Metal star hanging from our front doorknob
Sometimes, well many times really, I just can’t stand to read about or listen to what’s going on in the world. Not because I don’t care. But because I care so much and feel so damn helpless. And it just keeps going on and on.
CNN is my homepage. Mainly because I’m too lazy to change it, but also because it gives me a quick catch-up on the day’s events without all the graphics and such of some news sites. The photo that just loaded on my screen showed hundreds of people in Haiti amassed at a gate, waiting for water Â— grown men and women sobbing from fear and hunger. I heard a journalist on the radio today report that these same people have no food, water, or even pots to cook the meals in.
Like the situation in Darfur, or the endless beheadings of innocent contractors in Iraq, when I read about these stories, I just can’t process what these people are going through. Scott’s sister Jane has traveled to Haiti and seen the country. The people have cut down most of the island’s trees to sell for money, leaving the land desolate. That’s why the mudslides killed so many. It’s an endless cycle.

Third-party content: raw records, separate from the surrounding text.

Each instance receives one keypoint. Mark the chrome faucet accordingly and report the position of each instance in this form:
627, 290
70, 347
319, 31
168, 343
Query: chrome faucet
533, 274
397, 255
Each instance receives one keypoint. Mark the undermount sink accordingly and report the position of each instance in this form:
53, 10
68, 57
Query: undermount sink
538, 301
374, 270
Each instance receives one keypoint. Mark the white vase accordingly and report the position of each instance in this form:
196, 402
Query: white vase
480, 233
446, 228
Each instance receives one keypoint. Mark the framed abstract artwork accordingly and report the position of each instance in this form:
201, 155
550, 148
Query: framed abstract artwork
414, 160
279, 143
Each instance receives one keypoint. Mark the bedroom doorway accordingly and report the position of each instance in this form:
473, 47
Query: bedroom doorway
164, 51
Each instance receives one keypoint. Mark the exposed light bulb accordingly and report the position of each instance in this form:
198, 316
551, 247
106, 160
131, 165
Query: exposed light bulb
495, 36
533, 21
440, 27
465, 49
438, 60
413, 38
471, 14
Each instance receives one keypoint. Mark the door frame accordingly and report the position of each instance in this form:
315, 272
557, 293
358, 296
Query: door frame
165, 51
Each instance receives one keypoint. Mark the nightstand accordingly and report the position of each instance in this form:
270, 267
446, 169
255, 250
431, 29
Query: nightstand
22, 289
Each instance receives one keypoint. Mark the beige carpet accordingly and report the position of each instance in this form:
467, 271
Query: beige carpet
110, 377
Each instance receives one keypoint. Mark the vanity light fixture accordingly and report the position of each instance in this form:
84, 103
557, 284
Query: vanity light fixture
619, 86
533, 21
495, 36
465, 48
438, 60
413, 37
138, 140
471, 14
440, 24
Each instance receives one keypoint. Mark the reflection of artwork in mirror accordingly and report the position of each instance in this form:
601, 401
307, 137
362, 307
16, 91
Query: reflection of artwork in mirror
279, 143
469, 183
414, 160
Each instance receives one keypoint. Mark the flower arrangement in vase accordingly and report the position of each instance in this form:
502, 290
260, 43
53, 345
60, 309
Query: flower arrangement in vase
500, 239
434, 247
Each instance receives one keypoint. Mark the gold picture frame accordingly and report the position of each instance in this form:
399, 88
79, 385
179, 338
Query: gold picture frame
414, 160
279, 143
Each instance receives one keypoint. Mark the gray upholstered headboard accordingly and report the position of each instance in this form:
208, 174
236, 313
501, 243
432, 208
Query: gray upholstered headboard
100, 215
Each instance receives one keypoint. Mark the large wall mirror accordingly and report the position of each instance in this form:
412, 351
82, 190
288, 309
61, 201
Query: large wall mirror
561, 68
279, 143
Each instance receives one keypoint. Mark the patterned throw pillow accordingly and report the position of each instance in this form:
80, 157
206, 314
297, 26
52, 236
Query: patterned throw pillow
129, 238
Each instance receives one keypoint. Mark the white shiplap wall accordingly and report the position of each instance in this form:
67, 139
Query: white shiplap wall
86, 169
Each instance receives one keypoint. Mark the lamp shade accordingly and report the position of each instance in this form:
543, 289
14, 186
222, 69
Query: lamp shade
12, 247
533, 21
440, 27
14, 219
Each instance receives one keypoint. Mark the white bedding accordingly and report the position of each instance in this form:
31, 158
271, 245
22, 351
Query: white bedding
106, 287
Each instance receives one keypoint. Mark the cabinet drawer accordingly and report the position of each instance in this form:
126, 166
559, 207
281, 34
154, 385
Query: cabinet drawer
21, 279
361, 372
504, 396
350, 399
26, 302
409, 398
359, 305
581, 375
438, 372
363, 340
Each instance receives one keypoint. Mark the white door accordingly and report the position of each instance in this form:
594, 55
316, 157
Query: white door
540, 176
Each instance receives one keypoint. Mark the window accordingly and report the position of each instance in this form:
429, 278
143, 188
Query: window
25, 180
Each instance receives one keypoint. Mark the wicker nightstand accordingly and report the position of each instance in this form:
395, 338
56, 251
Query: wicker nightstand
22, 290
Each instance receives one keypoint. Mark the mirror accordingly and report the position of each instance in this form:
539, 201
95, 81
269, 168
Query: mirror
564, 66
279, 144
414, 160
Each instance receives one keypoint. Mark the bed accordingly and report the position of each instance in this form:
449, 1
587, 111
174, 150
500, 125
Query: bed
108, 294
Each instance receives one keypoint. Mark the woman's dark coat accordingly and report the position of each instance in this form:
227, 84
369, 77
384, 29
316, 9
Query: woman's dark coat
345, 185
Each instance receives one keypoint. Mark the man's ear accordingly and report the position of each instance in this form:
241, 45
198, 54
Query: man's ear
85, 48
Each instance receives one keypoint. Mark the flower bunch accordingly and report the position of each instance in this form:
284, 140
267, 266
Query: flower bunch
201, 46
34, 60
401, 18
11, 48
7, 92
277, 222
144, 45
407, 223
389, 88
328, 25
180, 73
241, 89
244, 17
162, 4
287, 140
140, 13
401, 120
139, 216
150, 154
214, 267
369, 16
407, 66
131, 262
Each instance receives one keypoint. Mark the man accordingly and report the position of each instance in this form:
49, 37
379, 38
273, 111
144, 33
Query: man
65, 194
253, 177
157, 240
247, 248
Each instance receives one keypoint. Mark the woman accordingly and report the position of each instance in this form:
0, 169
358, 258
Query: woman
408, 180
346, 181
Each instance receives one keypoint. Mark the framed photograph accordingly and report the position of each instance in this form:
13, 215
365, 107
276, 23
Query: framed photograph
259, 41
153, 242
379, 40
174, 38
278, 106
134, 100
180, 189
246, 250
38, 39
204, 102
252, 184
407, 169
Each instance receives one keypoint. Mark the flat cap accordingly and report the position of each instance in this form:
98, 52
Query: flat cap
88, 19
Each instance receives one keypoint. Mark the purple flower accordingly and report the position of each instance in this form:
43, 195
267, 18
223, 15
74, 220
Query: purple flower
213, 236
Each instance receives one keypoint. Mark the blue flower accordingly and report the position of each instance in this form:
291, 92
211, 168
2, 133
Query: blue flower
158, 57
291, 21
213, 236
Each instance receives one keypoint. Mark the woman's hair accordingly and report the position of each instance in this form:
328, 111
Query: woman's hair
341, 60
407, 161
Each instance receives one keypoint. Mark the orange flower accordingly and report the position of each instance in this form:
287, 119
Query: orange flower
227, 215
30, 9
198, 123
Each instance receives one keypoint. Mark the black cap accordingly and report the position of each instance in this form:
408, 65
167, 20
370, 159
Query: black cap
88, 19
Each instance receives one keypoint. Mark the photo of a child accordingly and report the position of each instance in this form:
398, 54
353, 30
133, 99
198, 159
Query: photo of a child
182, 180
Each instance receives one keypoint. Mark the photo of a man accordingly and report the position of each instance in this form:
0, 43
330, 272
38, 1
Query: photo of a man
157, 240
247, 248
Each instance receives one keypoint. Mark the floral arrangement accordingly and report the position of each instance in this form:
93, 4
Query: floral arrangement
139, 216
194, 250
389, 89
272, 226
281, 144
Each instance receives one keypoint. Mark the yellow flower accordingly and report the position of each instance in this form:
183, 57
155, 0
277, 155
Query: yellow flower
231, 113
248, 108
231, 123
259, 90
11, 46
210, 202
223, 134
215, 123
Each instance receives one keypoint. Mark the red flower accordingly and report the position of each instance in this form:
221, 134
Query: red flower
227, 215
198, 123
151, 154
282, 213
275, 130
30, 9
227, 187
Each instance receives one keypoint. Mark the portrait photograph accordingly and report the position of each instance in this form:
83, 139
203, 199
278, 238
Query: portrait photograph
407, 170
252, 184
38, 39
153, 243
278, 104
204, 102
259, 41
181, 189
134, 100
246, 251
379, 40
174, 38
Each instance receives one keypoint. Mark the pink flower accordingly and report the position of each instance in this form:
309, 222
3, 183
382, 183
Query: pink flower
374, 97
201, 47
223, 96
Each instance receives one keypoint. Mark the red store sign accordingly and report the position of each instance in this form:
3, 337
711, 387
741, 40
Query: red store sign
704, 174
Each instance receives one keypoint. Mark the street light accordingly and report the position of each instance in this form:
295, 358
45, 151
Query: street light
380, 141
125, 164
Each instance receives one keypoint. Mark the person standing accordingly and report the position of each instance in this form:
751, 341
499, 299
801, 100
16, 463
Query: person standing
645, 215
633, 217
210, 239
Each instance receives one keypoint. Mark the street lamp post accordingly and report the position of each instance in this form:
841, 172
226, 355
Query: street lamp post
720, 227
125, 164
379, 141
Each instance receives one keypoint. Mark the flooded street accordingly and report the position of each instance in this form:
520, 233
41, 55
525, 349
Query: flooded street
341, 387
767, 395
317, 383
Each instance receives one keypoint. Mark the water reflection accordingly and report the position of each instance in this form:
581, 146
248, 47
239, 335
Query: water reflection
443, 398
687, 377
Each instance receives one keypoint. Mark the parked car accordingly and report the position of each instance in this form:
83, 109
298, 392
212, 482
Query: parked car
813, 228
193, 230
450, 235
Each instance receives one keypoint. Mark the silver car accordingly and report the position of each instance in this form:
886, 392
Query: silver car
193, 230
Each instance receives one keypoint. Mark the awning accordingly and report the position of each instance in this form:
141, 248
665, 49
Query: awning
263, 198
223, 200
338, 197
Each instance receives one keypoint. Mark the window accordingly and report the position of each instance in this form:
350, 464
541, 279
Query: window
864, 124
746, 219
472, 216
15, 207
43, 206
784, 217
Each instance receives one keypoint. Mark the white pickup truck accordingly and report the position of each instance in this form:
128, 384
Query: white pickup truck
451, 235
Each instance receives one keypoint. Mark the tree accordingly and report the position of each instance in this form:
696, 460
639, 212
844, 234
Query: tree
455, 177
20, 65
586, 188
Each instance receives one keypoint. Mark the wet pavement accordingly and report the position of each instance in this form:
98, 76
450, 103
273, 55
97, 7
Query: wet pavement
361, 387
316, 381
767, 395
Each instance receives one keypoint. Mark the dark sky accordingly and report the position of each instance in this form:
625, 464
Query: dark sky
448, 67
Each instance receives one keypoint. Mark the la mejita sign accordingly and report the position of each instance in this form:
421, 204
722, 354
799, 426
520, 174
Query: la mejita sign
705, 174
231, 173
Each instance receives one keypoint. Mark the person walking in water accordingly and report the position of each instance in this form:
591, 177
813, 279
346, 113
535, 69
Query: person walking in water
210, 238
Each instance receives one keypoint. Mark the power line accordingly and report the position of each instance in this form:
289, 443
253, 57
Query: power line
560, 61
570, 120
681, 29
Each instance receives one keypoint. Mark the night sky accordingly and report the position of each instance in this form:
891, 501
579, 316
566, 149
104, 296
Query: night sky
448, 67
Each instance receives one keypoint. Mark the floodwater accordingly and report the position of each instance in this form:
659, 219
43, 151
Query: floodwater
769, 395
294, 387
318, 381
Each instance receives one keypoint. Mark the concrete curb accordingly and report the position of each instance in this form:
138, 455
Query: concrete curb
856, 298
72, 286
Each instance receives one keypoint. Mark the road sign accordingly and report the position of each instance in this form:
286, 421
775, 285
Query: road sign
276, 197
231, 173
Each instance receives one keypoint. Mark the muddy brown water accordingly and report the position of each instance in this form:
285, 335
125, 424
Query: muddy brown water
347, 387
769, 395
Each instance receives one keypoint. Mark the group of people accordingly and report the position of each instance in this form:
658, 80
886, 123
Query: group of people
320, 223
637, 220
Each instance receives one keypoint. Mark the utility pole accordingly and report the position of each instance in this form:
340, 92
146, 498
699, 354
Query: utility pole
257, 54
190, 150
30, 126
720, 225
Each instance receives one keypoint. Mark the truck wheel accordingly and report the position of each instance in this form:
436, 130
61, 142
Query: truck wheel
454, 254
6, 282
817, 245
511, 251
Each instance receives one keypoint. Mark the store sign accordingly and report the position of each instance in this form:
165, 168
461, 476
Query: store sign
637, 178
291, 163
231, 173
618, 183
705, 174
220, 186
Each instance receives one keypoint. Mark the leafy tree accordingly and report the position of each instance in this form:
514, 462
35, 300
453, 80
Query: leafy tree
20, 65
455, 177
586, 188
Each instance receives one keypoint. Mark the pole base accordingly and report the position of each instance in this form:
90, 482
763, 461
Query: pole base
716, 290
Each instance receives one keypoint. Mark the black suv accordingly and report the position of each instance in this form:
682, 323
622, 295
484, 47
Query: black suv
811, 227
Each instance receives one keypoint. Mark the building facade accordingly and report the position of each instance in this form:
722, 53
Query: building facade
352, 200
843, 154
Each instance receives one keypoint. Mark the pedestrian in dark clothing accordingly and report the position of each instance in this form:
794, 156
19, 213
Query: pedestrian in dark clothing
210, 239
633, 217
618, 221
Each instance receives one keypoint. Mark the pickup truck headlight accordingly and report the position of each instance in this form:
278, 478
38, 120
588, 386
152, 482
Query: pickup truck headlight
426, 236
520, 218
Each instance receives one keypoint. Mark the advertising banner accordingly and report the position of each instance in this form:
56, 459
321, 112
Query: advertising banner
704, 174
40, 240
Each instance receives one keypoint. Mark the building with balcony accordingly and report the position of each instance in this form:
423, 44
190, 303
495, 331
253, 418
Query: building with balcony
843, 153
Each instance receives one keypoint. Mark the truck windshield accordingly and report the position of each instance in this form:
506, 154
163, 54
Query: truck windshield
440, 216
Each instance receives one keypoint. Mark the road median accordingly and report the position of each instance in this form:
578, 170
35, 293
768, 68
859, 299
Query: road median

The faces of the Haitians haunt me. The blindfolded man from yesterday’s headlines haunts me. There’s so much hurt and devastation that goes on in this world. Yet I’m sitting here, comfortable in a home that, although it might not withstand a tornado, it’s certainly not in danger of succumbing to a mudslide. My life is cake really. I’m not on the streets. I’m not hungry. I’m relatively healthy, and my friends and family are too.
I have a friend who doesn’t watch the news. It makes her cry and and even brings on depression. Sometimes I understand how she feels.